Es wurde immer wieder überliefert, dass Walt Disney ein mitreißender Erzähler gewesen sein soll und die von ihm persönlich vorgetragenen Geschichten häufig besser waren, als die auf dieser Basis entstandenen Filme. Daher ist es verwunderlich, dass es so lange gedauert hat, bis Walt Disney selbst einmal im Zentrum eines Spielfilms steht.

Saving Mr. Banks

Hauptfigur in “Saving Mr. Banks“ ist jedoch die Autorin P.  L. Travers, deren “Mary Poppins“-Bücher zur Lieblingslektüre der Töchter von Walt Disney gehörten. Seit 1940 bemühte sich dieser daher die Rechte für eine Verfilmung von Travers zu erhalten. Doch diese wollte auf keinen Fall, dass aus ihrer Mary Poppins eine singende Zeichentrick-Figur wurde. Doch weil sie in finanziellen Schwierigkeiten steckte, gelang es Walt Disney die Autorin aus ihrer Londoner Wohnung in seine Hollywood-Studios zu locken. Die streitbare Dame machte es dem erfolgreichen Film-Mogul nicht eben leicht. Sie war immun gegen dessen Charme und auch durch einen Gala-Besuch in Disneyland nicht korrumpierbar.

Saving Mr. Banks

“Saving Mr. Banks“ erzählt auch von der harten Jugend von Travers Familie in Australien, wobei Colin Farrell als Vater und unglücklicher Bankangestellter eine sehr gute Leistung abliefert.

Saving Mr. Banks

Doch sehr viel spannender ist das Duell, das sich Travers und Disney 1961 in Kalifornien lieferten. Der Film orientiert sich dabei so nah wie möglich an den tatsächlichen Ereignissen. Emma Thompson ist köstlich, wenn sie als P.  L. Travers angewidert die ganzen Micky-Maus-Plüschtiere, mit denen sie Walt Disney bei ihrer Ankunft in Los Angeles erfreuen wollte, vom Bett ihres Hotelzimmers wirft.

Saving Mr. Banks

Tom Hanks, der eigentlich gar keine Ähnlichkeit mit Walt Disney hat, geht völlig in der Rolle auf. Gelegentlich, etwa wenn er routiniert mit sonorer Stimme spricht und Jovialität vortäuscht, wirkt er fast wie eine Karikatur des Märchenonkels der Nation. Es war auch Hanks, der durchsetzte, dass Walt Disney in dieser Disney-Produktion – zumindest ganz kurz – wahrheitsgemäß trinkend und rauchend gezeigt wird.

Saving Mr. Banks

Ebenfalls sehr beeindruckend ist die Darstellung des Kreativ-Prozesses in den Disney-Studios. Gezeigt wird wie die unermüdlich schaffensfrohen Komponisten-Brüder Richard M. und Robert B. Sherman sowie der zuvor als Animator tätige Drehbuchautor Don DaGradi es schließlich schafften P.  L. Travers weich zu kochen und durch den neu komponierten Song „Let’s Go Fly A Kite“ sogar zum Tanzen brachten. “Saving Mr. Banks“ könnte die erste verfilmte Entstehungsgeschichte eines Filmklassikers sein, die selbst einmal ein Filmklassiker wird.

Saving Mr.
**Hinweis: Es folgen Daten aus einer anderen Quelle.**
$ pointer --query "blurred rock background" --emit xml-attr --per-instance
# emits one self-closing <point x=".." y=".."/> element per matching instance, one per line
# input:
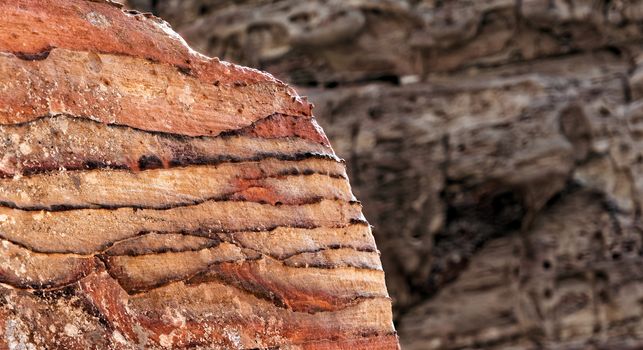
<point x="497" y="147"/>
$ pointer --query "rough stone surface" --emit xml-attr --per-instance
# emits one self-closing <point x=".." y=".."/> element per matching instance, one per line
<point x="154" y="198"/>
<point x="496" y="146"/>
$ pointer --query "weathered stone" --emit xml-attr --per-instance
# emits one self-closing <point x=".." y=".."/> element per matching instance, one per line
<point x="154" y="198"/>
<point x="495" y="144"/>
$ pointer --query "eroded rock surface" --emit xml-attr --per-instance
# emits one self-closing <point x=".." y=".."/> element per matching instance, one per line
<point x="154" y="198"/>
<point x="495" y="144"/>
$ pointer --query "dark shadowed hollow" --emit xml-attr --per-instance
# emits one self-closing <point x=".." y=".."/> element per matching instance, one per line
<point x="496" y="147"/>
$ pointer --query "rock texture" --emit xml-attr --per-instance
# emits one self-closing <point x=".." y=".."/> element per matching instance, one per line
<point x="151" y="197"/>
<point x="496" y="145"/>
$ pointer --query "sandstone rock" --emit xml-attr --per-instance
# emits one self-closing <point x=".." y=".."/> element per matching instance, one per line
<point x="496" y="146"/>
<point x="152" y="197"/>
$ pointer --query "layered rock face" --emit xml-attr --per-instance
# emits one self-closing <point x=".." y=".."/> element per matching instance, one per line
<point x="153" y="198"/>
<point x="496" y="146"/>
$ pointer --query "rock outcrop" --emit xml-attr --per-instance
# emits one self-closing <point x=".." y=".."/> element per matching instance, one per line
<point x="496" y="146"/>
<point x="153" y="198"/>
Banks

Die Blu-ray enthält als Bonusmaterial noch drei nicht verwenderte Szenen (insgesamt 7:24 min), den Bericht „Die Walt Disney Studios gestern und heute“ (14:35 min) sowie eine kurze knapp 2-minütige Impression vom letzten Drehtag als das gesamte Team gemeinsam den Song „Let’s Go Fly A Kite“ schmettert.